Der Roman beginnt im Jahr 1925, als das Ehepaar Reiner zusammen mit dem Pädagogen Martin Luserke ihren Traum verwirklichen will, ein Internat auf der Insel Juist zu gründen. Sie möchten ihren reformerischen, ganzheitlichen Erziehungsidealen folgen, bei denen auch den musischen Fächern genügend Raum gegeben werden soll. Hierfür gewinnen sie den Musikpädagogen Eduard Zuckmayer, Bruder des Dichters Carl Zuckmayer. Ein hartes, entbehrungsreiches Leben beginnt. Kälte, Krankheit, Brandstiftung, hinterrücks getötete Haustiere, interne Spannungen, dazu die alltäglichen pädagogischen Herausforderungen - das ist ihr kräftezehrender Alltag. Die Insulaner begegnen dem Internat, seinen Schülern und vor allen Dingen seinen Lehrern, besonders der jüdischen Frau Reiner, mit Misstrauen. Je mehr nationalsozialistisches Gedankengut sich in den Köpfen der Insulaner festsetzt, desto problematischer wird das Leben für die Gemeinschaft…

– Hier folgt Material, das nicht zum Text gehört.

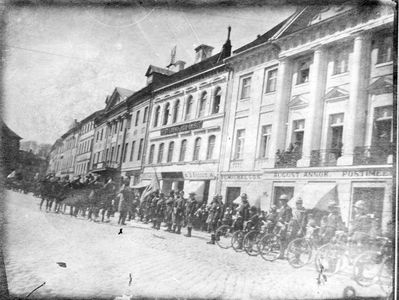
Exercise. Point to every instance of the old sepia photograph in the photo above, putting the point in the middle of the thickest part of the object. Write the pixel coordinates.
(198, 150)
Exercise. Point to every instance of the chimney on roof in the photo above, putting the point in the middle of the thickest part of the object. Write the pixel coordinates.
(179, 65)
(202, 52)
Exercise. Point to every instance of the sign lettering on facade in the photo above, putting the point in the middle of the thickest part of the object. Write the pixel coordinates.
(183, 127)
(321, 174)
(199, 175)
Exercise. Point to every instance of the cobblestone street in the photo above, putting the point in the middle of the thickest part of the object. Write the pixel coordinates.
(162, 264)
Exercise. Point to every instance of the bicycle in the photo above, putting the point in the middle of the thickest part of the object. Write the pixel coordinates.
(224, 236)
(301, 250)
(270, 246)
(375, 266)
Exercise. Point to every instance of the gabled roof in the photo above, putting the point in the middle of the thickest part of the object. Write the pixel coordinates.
(382, 85)
(262, 38)
(335, 93)
(154, 69)
(120, 94)
(124, 92)
(8, 132)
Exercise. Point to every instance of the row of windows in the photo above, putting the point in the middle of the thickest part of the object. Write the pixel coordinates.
(129, 123)
(82, 168)
(183, 150)
(382, 134)
(341, 65)
(189, 108)
(84, 146)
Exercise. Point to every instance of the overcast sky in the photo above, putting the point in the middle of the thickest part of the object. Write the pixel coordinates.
(61, 63)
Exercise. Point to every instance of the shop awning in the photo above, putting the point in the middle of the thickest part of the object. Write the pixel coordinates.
(316, 195)
(141, 184)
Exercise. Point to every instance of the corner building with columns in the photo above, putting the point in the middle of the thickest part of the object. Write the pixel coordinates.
(311, 112)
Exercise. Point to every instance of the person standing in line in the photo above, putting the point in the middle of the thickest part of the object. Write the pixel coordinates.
(190, 209)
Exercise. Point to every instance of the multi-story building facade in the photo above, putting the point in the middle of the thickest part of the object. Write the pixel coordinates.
(110, 134)
(303, 110)
(85, 144)
(312, 111)
(184, 135)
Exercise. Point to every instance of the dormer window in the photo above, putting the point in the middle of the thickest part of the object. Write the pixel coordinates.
(303, 71)
(166, 114)
(384, 45)
(202, 105)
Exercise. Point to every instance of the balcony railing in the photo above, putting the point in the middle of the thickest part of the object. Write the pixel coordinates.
(325, 157)
(105, 165)
(372, 155)
(287, 159)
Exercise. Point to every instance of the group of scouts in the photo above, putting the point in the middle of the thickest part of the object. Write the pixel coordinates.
(177, 211)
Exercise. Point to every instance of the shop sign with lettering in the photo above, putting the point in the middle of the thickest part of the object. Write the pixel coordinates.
(199, 175)
(324, 174)
(241, 177)
(183, 127)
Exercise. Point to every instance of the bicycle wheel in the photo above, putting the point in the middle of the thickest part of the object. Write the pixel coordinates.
(366, 268)
(385, 277)
(223, 236)
(236, 240)
(250, 242)
(329, 258)
(299, 252)
(270, 247)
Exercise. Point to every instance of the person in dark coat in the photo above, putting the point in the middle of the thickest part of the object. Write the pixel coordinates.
(190, 209)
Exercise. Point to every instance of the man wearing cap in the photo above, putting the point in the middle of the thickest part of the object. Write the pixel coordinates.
(333, 223)
(298, 221)
(190, 209)
(178, 213)
(361, 225)
(284, 215)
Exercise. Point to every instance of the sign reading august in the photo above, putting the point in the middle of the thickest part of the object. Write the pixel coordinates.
(183, 127)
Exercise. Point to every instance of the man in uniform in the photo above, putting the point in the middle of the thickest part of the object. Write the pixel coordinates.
(190, 209)
(160, 211)
(169, 211)
(332, 224)
(361, 225)
(297, 225)
(284, 215)
(178, 213)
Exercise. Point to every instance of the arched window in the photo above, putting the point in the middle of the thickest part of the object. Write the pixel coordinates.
(202, 106)
(211, 146)
(156, 115)
(197, 146)
(151, 156)
(176, 111)
(170, 151)
(160, 153)
(166, 114)
(189, 107)
(216, 100)
(183, 147)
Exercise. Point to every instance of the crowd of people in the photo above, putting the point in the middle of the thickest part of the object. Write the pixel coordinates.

Mich erinnerte von Anfang an das Erziehungsziel des Ehepaar Reiner an die Waldorfpädagogik von Rudolf Steiner, die auch der „Reformpädagogik“ zuzuordnen ist und im Jahr 1920 seinen Anfang nahm. Auch wenn die Bauprojekte auf Juist so viel ärmlicher waren, hatte ich immer irgendwie das Goetheanum, insbesondere seinen beeindruckenden Theaterbau in Dornach vor Augen. Allerdings findet man im Buch keinerlei Information, ob das Ehepaar Reiner von Rudolf Steiner inspiriert war..
Sandra Lüpkes Erzählstil ist sehr eindringlich und atmosphärisch dicht und lebendig, wobei die Autorin äußerst geschickt die historisch belegten und sorgfältig recherchierten Tatsachen vermischt mit fiktiven Personen und romanhaften Ausschmückungen. Wer Interesse hat an der Abgrenzung von Fakten zur Fantasie, der möge das aufschlussreiche Nachwort der Autorin lesen. Wobei mir die (erdachten) Schülerpersönlichkeiten farbiger ausgestaltet vorkommen als die (realen) Lehrerpersönlichkeiten, die für mich etwas blass blieben. Durch die Gratwanderung zwischen detailreich-dichten Schilderungen und einer gewissen Langatmigkeit ließen sich zwar manche Passagen etwas mühsam lesen, aber meistens gelang es mir, völlig abzutauchen in die Welt der Kargheit, der Anfeindungen, des Mutes und in die besondere Schönheit der Farben, des Lichts, der Sprache des Meeres und der Winde auf Juist. Mir hat dieser Roman sehr, sehr gut gefallen.